Few details are available, but this sounds just horrible; pray for his assailant, for the horrified witnesses, and for the community, as everyone who’s acquainted with Taizé and their work wonders how such a thing could happen. (Via Jordon)

Dreaming On

In the alternate reality where George Soros calls me up and funds the Disseminary with enough support actually to do all the great things we could do with the opportunity, we would be all over DTV. This is a giant step toward the right idea about digital video transmission, and I’m tickled pink that the Participatory Culture collective would launch this terrific app.

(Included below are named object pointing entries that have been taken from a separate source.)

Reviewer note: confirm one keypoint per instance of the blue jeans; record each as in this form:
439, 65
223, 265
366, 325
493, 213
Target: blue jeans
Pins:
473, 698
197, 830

On the reality-based side, we have an arrangement for professional voice artists to record texts from early church history, which won’t amount exactly to podcasts — though we could always set up something like that, hmmm — and we published Chapter Seventeen (“The Person of Christ”) of Theological Outlines. If you’ve been up late worrying about the hypostatic union, this is a hot chapter for you. No, the Hypostatic Union did not just split off from the AFL-CIO.

Hostage Billing

As Jeneane’s recent experience shows, the hotel industry — it would be an overstatement to call it the hospitality industry, although some hotels can show hospitality (Margaret and I had a good time at the Metropolitan Hotel in our June trip to Toronto) — needs a thorough shaking. I’m still annoyed about our recent trip to South Bend, where a check-in clerk assigned us a room that the desk knew not to have working cold water in the shower. (I’m surprised to see that I didn’t blog about it; I think I must have wanted to wait till I could do so without losing my temper.)

The problem seems to lie with managers and executives who think of their hotels as pay toilets — they know you need to use it, and they reckon that they can extort payment from you because you’re in a hurry, or don’t see any alternative. Changing hotels causes more bother than putting up with inconvenience or overcharging. Somehow, though, I’d rather stay at an inn that thinks of itself in terms more commodious than “pay toilet with lumpy bed.”

When I temperately pointed out to the management of the venue at which we stayed that the clerk indicated that they checked me into a room in which they knew I wouldn’t be able to take a shower Saturday morning, I was accorded a twenty-dollar credit for the night’s lodging — a better deal than Jeneane’s been offered, but still way more than I’d have been willing to pay if someone had said, “We’ll give you this room without a shower for $50,” and more, I think, than I should be expected to pay for a nasty surprise. And Holiday Inns should positively hire Jeneane to work on their customer relations.

She’d set ’em straight about how to handle their internet connectivity, too, so Doc won’t be all over their sorry cases.